In Q3, Mytheresa achieved a GMV of €186.6 million, while net sales rose by 2.9% to €169.5 million. The slower growth in net sales compared to GMV was due to planned switches of brands to the Curated Platform Model (CPM) and the subsequent effect of recording the platform fee as net sales.

One key metric that highlights Mytheresa’s success is the growth in active customers, which reached 21.6%. The company’s gross profit margin also saw a significant increase of 490 basis points to 48.8%, mainly driven by an increase in sales from the CPM, which generates a 100% gross margin, and a continued focus on full-price sales. Gross profit rose by 14.4% to €82.8 million, and adjusted net income rose to €5.6 million from €4.5 million.

However, there were some negative aspects to the results. Adjusted operating income was €8 million, compared to €9.1 million in the same period last year. Adjusted EBITDA remained “stable” at €10.2 million, but it was slightly down from €11.1 million a year earlier.

The US market was the standout for Mytheresa during this period, with GMV growth of 41.6%. This growth helped increase the US market’s share of total GMV to 16.4%. Mytheresa also organized high-impact top customer events in Europe, the Middle East, and the US, further establishing its brand awareness and trust with Chinese consumers by opening the Mytheresa flagship store on JD.com.

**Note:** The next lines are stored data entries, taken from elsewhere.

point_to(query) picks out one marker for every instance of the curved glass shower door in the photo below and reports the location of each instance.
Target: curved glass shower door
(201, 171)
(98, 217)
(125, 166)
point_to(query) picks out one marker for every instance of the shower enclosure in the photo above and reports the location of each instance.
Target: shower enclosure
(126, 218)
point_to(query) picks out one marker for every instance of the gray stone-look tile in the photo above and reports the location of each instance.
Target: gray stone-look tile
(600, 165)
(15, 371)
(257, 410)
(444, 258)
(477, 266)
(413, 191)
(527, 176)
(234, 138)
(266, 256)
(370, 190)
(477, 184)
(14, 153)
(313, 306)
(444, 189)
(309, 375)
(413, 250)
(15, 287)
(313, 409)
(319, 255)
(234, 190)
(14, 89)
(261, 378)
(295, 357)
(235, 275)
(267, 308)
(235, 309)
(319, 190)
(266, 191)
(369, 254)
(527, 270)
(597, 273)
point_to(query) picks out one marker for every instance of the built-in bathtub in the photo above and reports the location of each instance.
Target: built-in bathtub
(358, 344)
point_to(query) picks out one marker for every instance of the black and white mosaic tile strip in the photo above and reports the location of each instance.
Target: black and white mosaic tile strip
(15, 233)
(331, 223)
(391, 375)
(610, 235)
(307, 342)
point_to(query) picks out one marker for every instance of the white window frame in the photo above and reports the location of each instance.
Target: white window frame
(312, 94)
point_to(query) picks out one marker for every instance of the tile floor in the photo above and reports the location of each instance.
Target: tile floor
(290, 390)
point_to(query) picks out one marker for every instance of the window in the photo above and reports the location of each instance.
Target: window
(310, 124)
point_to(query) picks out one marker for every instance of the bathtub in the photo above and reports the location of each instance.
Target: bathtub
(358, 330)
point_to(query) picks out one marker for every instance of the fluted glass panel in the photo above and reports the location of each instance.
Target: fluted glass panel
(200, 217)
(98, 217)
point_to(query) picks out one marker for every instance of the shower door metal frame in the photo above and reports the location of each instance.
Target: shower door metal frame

CEO Michael Kliger expressed his satisfaction with the company’s performance, emphasizing Mytheresa’s strength despite external challenges. He highlighted the double-digit GMV growth, healthy expansion of the customer base, and the increased strength of the top customer base. Kliger also noted the strong growth in the US, particularly in warmer weather states like Florida and Texas.

Looking ahead, Kliger believes that the luxury sector has consistently proven to be resilient, despite uncertainties in the macroeconomic environment. He expressed confidence in Mytheresa’s potential for profitable growth in both the short and long term, as the shift towards online luxury shopping continues to drive growth.

For the full fiscal year ending June 30, Mytheresa expects to achieve its guidance, although it anticipates landing on the lower end of the given ranges. The projected GMV is expected to be in the range of €755 million to €775 million, representing a 23% to 26% growth. Net sales are projected to be between €700 million and €720 million. Gross profit is expected to range between €350 million and €365 million, indicating a 22% to 27% growth. Lastly, the adjusted EBITDA margin is expected to fall between 9% and 10%.